Following the lead of Ontario and Saskatchewan, the New Brunswick Financial and Consumer Services Commission (FCNB) has now also begun a public consultation [PDF] on a framework for the protection of titles used by financial professionals, which commenced on August 10, 2021. The FCNB is considering recommending that the New Brunswick legislature adopt FP/FA legislation in a model similar to Ontario and Saskatchewan, and has asked the public to comment. In its Notice of Public Consultation, the FCNB describes the differences between the Ontario and Saskatchewan regimes, including differences between the proposed penalties and enforcement provisions. The Saskatchewan legislation, for example, contemplates fines and offences for violators of the title requirements, whereas the title legislation in Ontario only contemplates compliance orders against title violators. The FCNB also noted that the Saskatchewan legislation adopted a simplified approval process for credentialing bodies already approved in other jurisdictions, whereas Ontario’s law will require all credentialing body applicants to go through the same process. The FCNB has solicited feedback regarding which approach its stakeholders would prefer. Comments are requested in writing on or before October 25, 2021.

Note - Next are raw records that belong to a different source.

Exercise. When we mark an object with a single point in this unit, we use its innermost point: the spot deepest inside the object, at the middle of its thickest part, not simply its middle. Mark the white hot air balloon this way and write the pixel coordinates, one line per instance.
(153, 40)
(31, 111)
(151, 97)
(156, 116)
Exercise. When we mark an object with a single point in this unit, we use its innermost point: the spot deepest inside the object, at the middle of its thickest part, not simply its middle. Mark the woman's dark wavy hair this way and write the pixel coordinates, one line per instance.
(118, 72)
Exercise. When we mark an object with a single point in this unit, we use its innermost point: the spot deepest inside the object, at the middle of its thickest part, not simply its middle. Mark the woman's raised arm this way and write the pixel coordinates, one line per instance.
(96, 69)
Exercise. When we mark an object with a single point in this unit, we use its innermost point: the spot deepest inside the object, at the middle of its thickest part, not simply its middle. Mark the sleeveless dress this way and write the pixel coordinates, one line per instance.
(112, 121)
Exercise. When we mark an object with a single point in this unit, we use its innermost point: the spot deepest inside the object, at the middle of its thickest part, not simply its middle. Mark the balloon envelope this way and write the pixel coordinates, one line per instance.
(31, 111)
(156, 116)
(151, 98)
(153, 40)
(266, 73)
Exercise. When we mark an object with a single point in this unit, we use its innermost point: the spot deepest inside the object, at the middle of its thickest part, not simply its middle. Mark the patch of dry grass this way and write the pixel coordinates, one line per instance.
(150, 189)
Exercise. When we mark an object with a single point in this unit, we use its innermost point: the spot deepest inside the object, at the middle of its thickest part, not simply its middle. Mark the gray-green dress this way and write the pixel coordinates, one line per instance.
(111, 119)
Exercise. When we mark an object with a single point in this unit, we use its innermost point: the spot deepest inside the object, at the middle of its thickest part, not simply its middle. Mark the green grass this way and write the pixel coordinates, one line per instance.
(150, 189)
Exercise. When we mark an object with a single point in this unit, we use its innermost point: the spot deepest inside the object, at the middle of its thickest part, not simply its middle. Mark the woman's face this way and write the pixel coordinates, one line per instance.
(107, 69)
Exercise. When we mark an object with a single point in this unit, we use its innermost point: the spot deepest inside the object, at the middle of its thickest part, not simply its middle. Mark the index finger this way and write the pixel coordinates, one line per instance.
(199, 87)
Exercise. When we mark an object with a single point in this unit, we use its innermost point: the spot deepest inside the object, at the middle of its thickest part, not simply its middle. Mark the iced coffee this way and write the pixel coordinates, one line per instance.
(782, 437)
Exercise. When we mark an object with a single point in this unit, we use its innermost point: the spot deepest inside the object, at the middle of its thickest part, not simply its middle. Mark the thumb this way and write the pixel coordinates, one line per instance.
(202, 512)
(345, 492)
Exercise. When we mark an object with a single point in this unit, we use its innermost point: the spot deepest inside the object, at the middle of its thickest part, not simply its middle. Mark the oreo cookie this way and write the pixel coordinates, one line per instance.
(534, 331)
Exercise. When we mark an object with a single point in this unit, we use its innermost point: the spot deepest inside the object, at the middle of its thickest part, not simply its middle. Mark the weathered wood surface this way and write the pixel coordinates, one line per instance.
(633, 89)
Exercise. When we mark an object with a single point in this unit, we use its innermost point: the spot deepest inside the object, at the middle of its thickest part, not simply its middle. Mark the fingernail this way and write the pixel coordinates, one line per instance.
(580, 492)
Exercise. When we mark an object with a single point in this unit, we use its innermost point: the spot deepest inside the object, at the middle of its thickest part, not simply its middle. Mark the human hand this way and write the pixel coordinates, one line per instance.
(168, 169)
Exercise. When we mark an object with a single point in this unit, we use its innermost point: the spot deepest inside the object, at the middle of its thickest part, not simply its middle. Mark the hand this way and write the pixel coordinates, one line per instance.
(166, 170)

Momentum continues to build towards the regulation of FA and FP title users across Canada, with Ontario, Saskatchewan and Quebec all having passed title protection measures, and New Brunswick now following close behind. FA and FP title users, as well as the self-regulatory organizations that credential FAs and FPs, should keep a close eye on further developments as the Ontario and Saskatchewan regimes approach finalization and as New Brunswick designs its own legislative and regulatory approach. With these frameworks being considered, it will be seen if other provinces and territories enact their own measures to regulate the use of FA and FP titles and whether those programs complement each other.

[1] Lawrence Ritchie is currently a member of the Financial Services Regulatory Authority of Ontario’s (FSRA) Board of Directors. The views expressed in this article are those of the authors and do not necessarily reflect those of FSRA’s Board of Directors, its leadership, or staff.